The South African Federation of Trade Union (SAFTU) congratulates the matric class of 2021. The 2021 matriculants have with all the challenges in the system that were exacerbated by the Covid-19 pandemic including losing learning time for 2 years, passed the National Senior Certificate (NSC), improving the pass rate by 0.2% to 76.4%.
In real figures, it means out of 733 198 learners who wrote matric, 537 687 passed. The federation is also pleased that a number of Bachelor passes have increased by 21.4% from 2020 to 256 031 in 2021. Equally, there was an increase in the number of distinctions by 19.3% to 211 725.
The other notable achievement of this class that must be commended is that pass rate increased in the critical categories of progressed learners, learners with special needs and learners in correctional services.
The class of 2021 had 61 789 progressed learners. Out of this total, 21 499 passed, with 3 440 obtaining Bachelor passes. Learners with special needs who enrolled for the NSC in 2021 were 2 4489, 1 937 of them passed with 879 passing with Bachelor passes. Learners from the correctional facilities who wrote the 2021 NSC were 111, and 59 of them obtained Bachelor pass
.
Salute to Educators
The performance of learners cannot be understood outside of its nexus with the people who, with their exquisite skills, render educational services. Thus, behind these achievements are Educators, who despite the difficulties of work overload, lack of resources, infrastructure and conducive working environments, still soldier on to produce excellent results.

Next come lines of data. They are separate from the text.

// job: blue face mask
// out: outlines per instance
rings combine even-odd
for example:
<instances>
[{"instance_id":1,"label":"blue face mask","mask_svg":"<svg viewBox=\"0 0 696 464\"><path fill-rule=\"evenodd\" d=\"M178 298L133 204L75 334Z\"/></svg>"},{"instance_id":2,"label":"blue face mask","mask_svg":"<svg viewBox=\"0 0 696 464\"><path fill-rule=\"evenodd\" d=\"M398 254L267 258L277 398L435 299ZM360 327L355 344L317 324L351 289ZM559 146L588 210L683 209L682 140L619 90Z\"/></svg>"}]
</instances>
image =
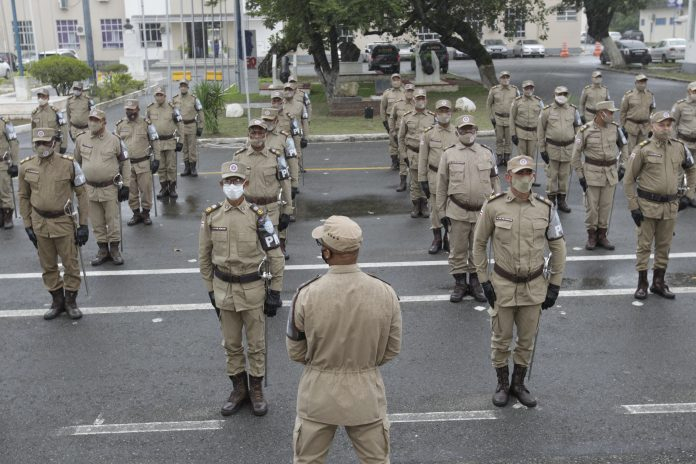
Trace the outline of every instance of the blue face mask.
<instances>
[{"instance_id":1,"label":"blue face mask","mask_svg":"<svg viewBox=\"0 0 696 464\"><path fill-rule=\"evenodd\" d=\"M244 184L224 184L222 191L225 192L225 196L228 199L232 201L239 200L244 195Z\"/></svg>"}]
</instances>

Matric educators are pressed by their departments in various provinces to carry out lessons during holidays and on weekends. These great sacrifices, that come at personal costs socially, cannot go unnoticed. In essence, educators are literally the only thing holding onto their shoulders, a system that has symptoms and signs of paralysis and collapse.
Educators at the lowest phases and grades should also be saluted. It is in this developmental phase, where the critical skills and abilities learning are transmitted onto children so that they are able to excel on their own in higher grade. For every 100% you see in English in Grade 12, it is sequence of vowels and consonants that were taught in developmental phases of foundation and intermediate.
It is especially in poor schools ― quintile 1 and 2 ―, where children from broken working class families with less parental support attend, that the indispensable role played by Educators is starkly witnessed. Here not only do they carry out teaching, but carry socio- economic and psycho-social burdens of the learners.
System still fails many working class kids
Though the Department of Basic Education (DBE) celebrated the performance of recipients of social grants, that obscures how government is failing children of the poor. For instance, 1.1 million started schooling in 2010, an ambitious estimate show that only 671 409 reached matric in record time. This means barely 60% of the learners in one learning cycle, the 2010 – 2022 learning cycle, reached matric.
But what causes these failures?
SAFTU has always pointed to the underfunding of education and the incompetence of the management of DBE. Because of underfunding, there is lack of infrastructure, lack of Learning and Teaching Support Material (LTSM) and reduction of the headcount in schools.
National Education Infrastructure Management System (NEIMS) reported in 2021 that 17 832 schools have no libraries, 19 840 have no natural science laboratories and 15 584 have no computer centres. Many schools that have been declared full service schools, are not resourced enough to cater for learners with varying learning barriers.
The devastating consequences of a combination of these factors are a higher Learner-to- Teacher (LET) ratio of 33:1 ― which is even higher if one takes peculiar features of individual schools ―, poor childhood development in social skills, poor development in educational outcomes, high stress levels for Educators and generally, poor performance.
In these systemic faults, not only does the poor performance of learners in matric trace its roots, but the poor performance of schooling grades in general that lead to learner dropouts.
SAFTU call on government to increase its expenditure on public education so that infrastructure and other essential resource can be procured, including to hire more Educators and support staff.